The tax rate of 39.6 percent affects singles whose income exceeds $413,200 ($464,850 for married taxpayers filing a joint return), up from $406,750 and $457,600, respectively. The other marginal rates–10, 15, 25, 28, 33 and 35 percent–and the related income tax thresholds are described in the revenue procedure.
The standard deduction rises to $6,300 for singles and married persons filing separate returns and $12,600 for married couples filing jointly, up from $6,200 and $12,400, respectively, for tax year 2014. The standard deduction for heads of household rises to $9,250, up from $9,100.
The limitation for itemized deductions to be claimed on tax year 2015 returns of individuals begins with incomes of $258,250 or more ($309,900 for married couples filing jointly).
The personal exemption for tax year 2015 rises to $4,000, up from the 2014 exemption of $3,950. However, the exemption is subject to a phase-out that begins with adjusted gross incomes of $258,250 ($309,900 for married couples filing jointly).

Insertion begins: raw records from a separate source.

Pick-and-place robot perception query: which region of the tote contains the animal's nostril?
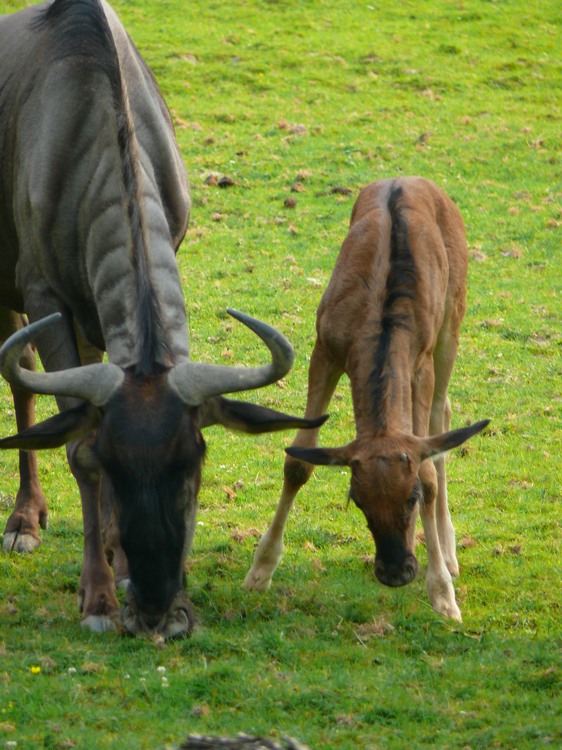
[375,556,418,587]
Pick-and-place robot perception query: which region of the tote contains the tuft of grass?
[0,0,562,750]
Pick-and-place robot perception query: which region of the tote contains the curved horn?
[168,307,295,406]
[0,313,125,406]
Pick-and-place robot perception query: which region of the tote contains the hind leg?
[244,342,342,590]
[0,308,47,552]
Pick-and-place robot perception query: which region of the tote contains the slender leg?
[243,342,342,590]
[0,308,47,552]
[419,460,461,621]
[432,398,459,577]
[429,327,459,576]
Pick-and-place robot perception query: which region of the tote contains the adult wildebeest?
[0,0,322,637]
[245,177,488,619]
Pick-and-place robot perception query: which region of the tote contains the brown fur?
[245,177,486,619]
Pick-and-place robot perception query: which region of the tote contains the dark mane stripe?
[36,0,168,376]
[369,186,417,430]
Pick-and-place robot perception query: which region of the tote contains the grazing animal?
[0,0,322,638]
[245,177,488,619]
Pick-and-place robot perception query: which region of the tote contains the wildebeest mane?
[369,187,417,430]
[35,0,169,376]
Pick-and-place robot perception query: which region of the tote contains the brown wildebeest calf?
[244,177,488,620]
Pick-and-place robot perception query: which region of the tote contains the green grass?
[0,0,562,750]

It phases out completely at $380,750 ($432,400 for married couples filing jointly.)
The Alternative Minimum Tax exemption amount for tax year 2015 is $53,600 ($83,400, for married couples filing jointly). The 2014 exemption amount was $52,800 ($82,100 for married couples filing jointly).
For 2015, the maximum Earned Income Credit amount is $6,242 for taxpayers filing jointly who have 3 or more qualifying children. This is up from a total of $6,143 for tax year 2014. The revenue procedure has a table providing maximum credit amounts for other categories, income thresholds and phaseouts. Call us if you have any questions about this.
Estates of decedents who die during 2015 have a basic exclusion amount of $5,430,000, up from a total of $5,340,000 for estates of decedents who died in 2014.
For 2015, the exclusion from tax on a gift to a spouse who is not a U.S. citizen is $147,000, up from $145,000 for 2014.
For 2015, the foreign earned income exclusion breaks the six-figure mark, rising to $100,800, up from $99,200 for 2014.
The annual exclusion for gifts remains at $14,000 for 2015.
The annual dollar limit on employee contributions to employer-sponsored healthcare flexible spending arrangements (FSA) rises to $2,550, up $50 dollars from the amount for 2014.
Under the small business health care tax credit, the maximum credit is phased out based on the employer’s number of full-time equivalent employees in excess of 10 and the employer’s average annual wages in excess of $25,800 for tax year 2015, up from $25,400 for 2014.